Pick out any company’s mission, vision, and value statement, and you are very likely to find a call to innovate. Companies understand they must produce more high-quality widgets, ideally at a lower cost. Adherence to the status quo will only get in the way of this pursuit: Innovation is the name of the game.
Consider a company that makes cake, and the current version of the cake isn’t selling as well as it used to sell. The leadership calls a big meeting and outlines the vision for a better tasting cake, and employees are asked to innovate. People at all levels of the company go out and apply their knowledge, skills, and experience to the problem.
A lot of people will focus on the icing or various cosmetic changes. Some people use the same ingredients but change the quantities or combination a little here or there; even fewer people mix a new element into their cake or remove existing elements. Almost everyone probably ends up submitting a cake that at least bears a resemblance to the old cake. And across all submissions, one thing remains true: The greater departure from the company’s classic cake, the riskier their innovation feels, and is.
Let’s examine the cakes that have the same thing inside but were shaped differently or now have fresh icing. They aren’t new. These cakes don’t innovate, they just dress the same core product up differently, yet the company has already determined that customers don’t like how the cake tastes.
Now consider the proposals that changed how the original ingredients were mixed or tinkered a bit by adding or subtracting an ingredient or two: These might actually be different, and there might be a true easy win that can quickly change the fortunes of the company. There probably isn’t a big startup cost, but there’s a bit of investment in retraining employees to bake this cake using a new set of instructions.
Cakes like this are only a little risky for leaders, and depending on the level of change required for the company, one of these might be just what the company needed.

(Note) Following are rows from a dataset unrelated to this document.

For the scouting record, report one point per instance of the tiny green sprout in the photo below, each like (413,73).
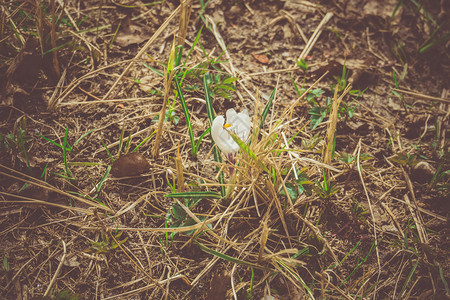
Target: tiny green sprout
(302,64)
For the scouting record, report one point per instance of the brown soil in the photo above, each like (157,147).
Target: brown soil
(78,221)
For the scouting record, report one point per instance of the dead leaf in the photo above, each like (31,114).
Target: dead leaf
(262,58)
(130,164)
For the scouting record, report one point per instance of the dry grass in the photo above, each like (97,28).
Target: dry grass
(299,213)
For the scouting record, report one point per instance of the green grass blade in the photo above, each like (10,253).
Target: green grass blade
(210,111)
(109,153)
(103,179)
(200,139)
(247,150)
(65,143)
(144,141)
(186,115)
(121,140)
(267,108)
(194,195)
(154,70)
(49,140)
(83,136)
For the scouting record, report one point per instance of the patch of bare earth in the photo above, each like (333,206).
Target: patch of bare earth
(327,201)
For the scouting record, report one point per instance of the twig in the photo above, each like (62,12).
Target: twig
(63,258)
(371,210)
(315,36)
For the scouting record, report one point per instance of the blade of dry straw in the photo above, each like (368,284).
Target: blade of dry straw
(168,82)
(328,150)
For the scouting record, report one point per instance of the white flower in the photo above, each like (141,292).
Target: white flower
(237,123)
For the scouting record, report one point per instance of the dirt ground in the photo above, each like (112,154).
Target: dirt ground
(342,190)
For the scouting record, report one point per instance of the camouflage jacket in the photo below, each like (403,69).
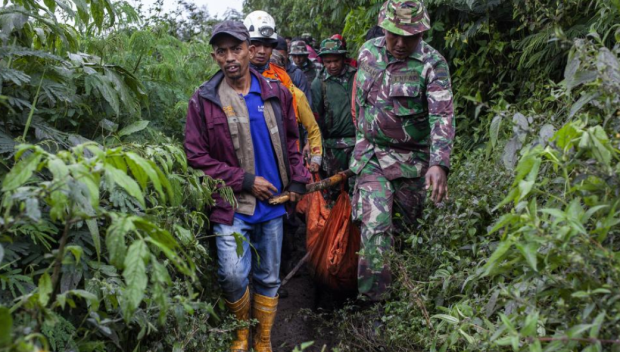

And then there’s the totally re-imagined cake. Maybe someone brings in a cookie platter because they have some knowledge that a cookie platter would open a brand-new market segment. But a significant change like this requires substantial risk acceptance by leaders, and it also probably requires a higher level of expertise and trust at multiple levels of the organization.
Now, here’s where leaders can get into trouble. The cakes with new shapes and icing might require the least change management and create a temporary sales bump. Therefore, they are probably the likeliest to be approved. Even if a leader is experienced enough to trial one of the cakes with a new ingredient, there’s a natural tendency to revert to things that are known, which is the old recipe. With variables like short production timelines, new training costs, and marketing changes, the opportunity for true innovation is diminished.
Companies accept icing innovations quite often, mistaking them for what they are not: Recipes that will fundamentally improve company operations. Companies also table or refuse true innovation just as often, because they fail to see them for what they are: A brighter representation of the mission, vision, and values of the company’s future. Over time, the brightest innovators often find themselves on the wrong end of this spectrum and may determine that they should seek a new job that will use their innovative skills. If they stay, they’ll likely stop tinkering with the recipe because they’ve been trained that it won’t make a difference.
The reality is that leadership often finds itself unable to conduct (or even start) the change management required to see such an innovation through. Given a new recipe, proof of concept, and even customer testimonials of the new cake’s success, the company hasn’t strategically prepared itself to do anything more than change the icing.
When this happens, the innovators probably know that their ideas are valid, but they’re also smart enough to know that they’ve been put on a shelf (at best). Leadership might try to employ the innovation’s promise by using its name but whittling its novelty down so that, by the end of the process, what once was game-changing now more closely resembles the old cake with new icing. But people will know the difference.
So, what has leadership accomplished by asking for innovation? Well, customers and employees could realize they’ve been misled, and they’ll trust the company less. The company has effectively lowered its bar for future success by inadvertently rewarding those who are most risk-averse. They have likely disenfranchised their best and brightest and could likely fall behind the competition. Their innovation is nothing but a bit of new icing that will be stale by the time tomorrow’s shops open.
Is it better to have not asked for innovation at all?